Siento que incluso mi conciencia se termina por alejar en el vacío sin rumbo; como si se acallara, y apenas escuchara un murmullo, parecido a la distancia sobrepuesta en la nada teñida de sordera inminente.
No escucho ya; no me escucho, no se nada sino que me extingo. Los recuerdos pujan por volver; o algo así como sucesos extintos pero con instinto de flotación. Eternidad cruel la mía, pues de algún modo ya no soy sino el punto sin dimensión alguna, que ocupa un lugar en el propio recuerdo de la soledad cósmica que conformo. Universo de abandono soy. Ente incapaz pero existente. ¿Qué será de mí cuando duerma mi anhelo de esperanza divina?.

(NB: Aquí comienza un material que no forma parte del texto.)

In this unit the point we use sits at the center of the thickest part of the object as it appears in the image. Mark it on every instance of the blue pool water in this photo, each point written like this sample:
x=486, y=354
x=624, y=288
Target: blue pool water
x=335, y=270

Ya nada queda sino una sólida y espesa calma que me abraza. Dormir es una excelente metáfora a este estado del no ser presente. La nada se acerca, pero algo fui. Adiós. Sea quien sea, me despido y me entrego al fondo de aquello que no es oscuridad, pues ella es luz a cambio de esto que no se percibe sino como abandono y olvido. Todo es una suerte de trampa olvidadiza.
Soy lo que no existe,
al punto anterior a la nada
más diversa
y ajena.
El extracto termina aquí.